[Squeakfoundation]RE: Your stewardship(s)

Andreas Raab andreas.raab at gmx.de
Mon Mar 10 10:12:51 CET 2003


Göran,

> > With SM, we need a more declarative style that tells both, 
> > clients and framework developers which methods can be relied
> > upon and which can't.
> > Without this, maintaining a package simply becomes a nightmare.
> 
> Are you sure? I mean, don't you think a little bit of 
> documentation on a package might suffice? So that it is
> obvious what classes/messages are meant to be used from
> outside? And if we combine this with a more unit
> test centric model perhaps it would be enough.

Honestly, I doubt it. The working style doesn't go that way. If you are a
user of some package you need to read the documentation first. That's fine
as far as it goes. But then you start screwing around and see that "perfect
method" which solves your problem immediately. And so you use it. There's
nothing in the _code_ that tells you "don't use me, I am private to that
package and using me means you're doomed to fail a couple of releases down
the road". The same on the other end. If you're a package developer you have
to constantly go to a different place and update your documentation. And
naturally, you will forget to do this because it's awkward. If you want to
solve this problem by documentation then this documentation must be
intrinsically linked to the code involved. And once you do that it _is_
essentially a more declarative style of programming - even if you would put
it into comments (which I wouldn't).

Also, the big issue with "all remote senders" which you were proposing is
not the fact that you can find those senders. Again, that's fine but the
problem is you can't _fix_ them. And that means you have to rely on the
implementors of that other package that they only use what you have declared
to be the "public API" which brings us back to the above issue.
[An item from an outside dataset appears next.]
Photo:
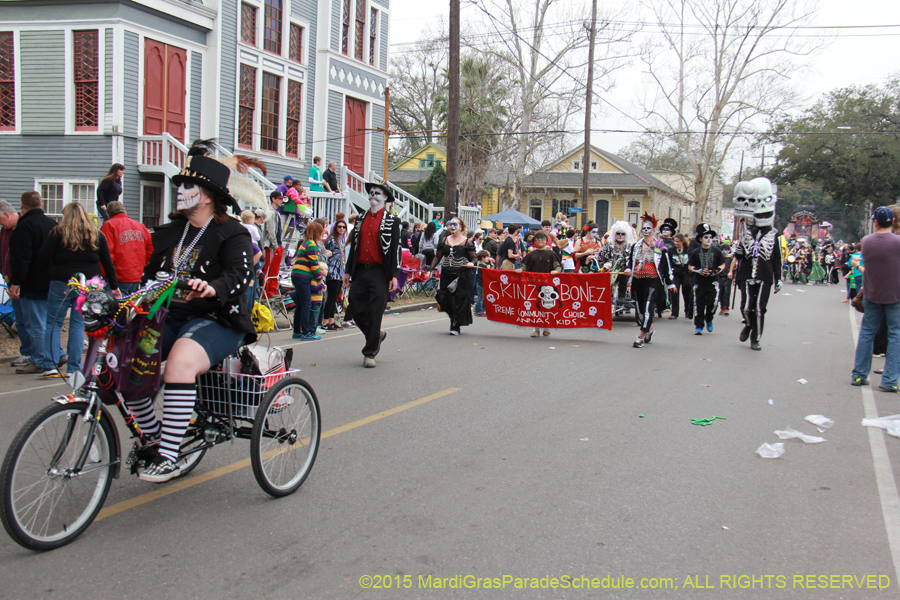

At this
point you could in fact say that everyone who uses any "private messages" to
that package be screwed but you can carefully phase out obsolete public
messages without the fear to break anything that has been written according
to your design (e.g., using public messages).

The key issue is that both implementors and clients of a framework need to
be able to tell what interfaces exactly they can rely on. If you can't tell
this, handling large decentralized packages _will_ be a nightmare before
long. We cannot expect people to lock-step in the development if those
packages are individually developed, we cannot rely on having that "large
synchronized base" (e.g., monolithic image). If we want to allow evolution
then we must find a model of determining what we promise to support "long
term" (e.g., across minor versions) and what we don't.